Lembah yang panjang, dalam, dan berpasir
ini membentang sekitar 120 kilometer.
Lokasinya berada di sisi utara Kabul.
Lembah ini dilindungi puncak gunung
yang menjulang hingga 3.000 meter.
Bentang alam ini adalah penghalang
alami yang mengesankan, sekaligus perlindungan bagi orang-orang yang tinggal di
sana.
Hanya ada satu jalan sempit di
dalamnya, yang berkelok-kelok di antara singkapan batu besar dan Sungai
Panjshir yang berkelok-kelok.
"Ada aspek mistis di seluruh
area. Ini tidak terdiri satu lembah saja," kata Shakib Sharifi, warga Afghanistan
yang pernah tinggal di sana.
"Begitu Anda masuk ke dalamnya,
setidaknya ada 21 sub-lembah lain yang terhubung," ujar Sharifi, yang merantau setelah Taliban mengambil alih daerah tersebut.

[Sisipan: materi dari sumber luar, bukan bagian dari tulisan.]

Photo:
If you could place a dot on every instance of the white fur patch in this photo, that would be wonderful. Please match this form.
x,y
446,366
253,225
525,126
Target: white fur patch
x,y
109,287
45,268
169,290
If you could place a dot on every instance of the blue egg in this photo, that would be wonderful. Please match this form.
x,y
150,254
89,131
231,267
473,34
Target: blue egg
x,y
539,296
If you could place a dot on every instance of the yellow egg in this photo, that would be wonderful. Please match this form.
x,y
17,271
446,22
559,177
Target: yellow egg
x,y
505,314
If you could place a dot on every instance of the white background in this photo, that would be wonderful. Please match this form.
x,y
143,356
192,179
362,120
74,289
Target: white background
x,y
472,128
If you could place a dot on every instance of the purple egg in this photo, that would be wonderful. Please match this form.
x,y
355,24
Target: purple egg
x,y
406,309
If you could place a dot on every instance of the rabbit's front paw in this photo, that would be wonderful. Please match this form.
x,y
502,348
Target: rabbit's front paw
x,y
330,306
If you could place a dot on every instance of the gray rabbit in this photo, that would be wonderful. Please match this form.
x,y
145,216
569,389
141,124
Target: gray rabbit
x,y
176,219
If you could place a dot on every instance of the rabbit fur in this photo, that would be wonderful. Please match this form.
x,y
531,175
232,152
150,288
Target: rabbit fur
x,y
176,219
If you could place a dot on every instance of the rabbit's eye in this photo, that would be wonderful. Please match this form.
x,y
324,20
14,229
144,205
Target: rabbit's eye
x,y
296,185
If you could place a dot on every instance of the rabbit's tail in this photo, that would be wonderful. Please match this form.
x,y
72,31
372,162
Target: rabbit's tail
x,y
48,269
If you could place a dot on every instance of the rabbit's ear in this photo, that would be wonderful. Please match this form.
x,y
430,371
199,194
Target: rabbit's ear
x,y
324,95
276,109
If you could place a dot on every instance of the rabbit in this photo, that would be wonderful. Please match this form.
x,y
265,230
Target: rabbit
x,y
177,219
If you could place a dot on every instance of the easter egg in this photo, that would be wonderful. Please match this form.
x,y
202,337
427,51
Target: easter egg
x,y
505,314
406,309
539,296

Di ujung terjauh lembah utama,
terdapat jalan setapak yang menanjak ke Celah Anjoman setinggi 4.430 meter.
Jalan ini mengarah lebih jauh ke timur, ke pegunungan Hindu Kush.
Pasukan Alexander Agung dan Tamerlane,
para penakluk Asia Tengah terakhir, pernah melewati jalur ini.
"Secara historis, Lembah Panjshir
juga dikenal dari industri pertambangannya, antara lain yang menghasilkan
permata semi mulia," kata Elisabeth Leake, profesor sejarah internasional
di University of Leeds.
Saat ini, terdapat
bendungan pembangkit listrik tenaga air dan kincir angin di lembah itu.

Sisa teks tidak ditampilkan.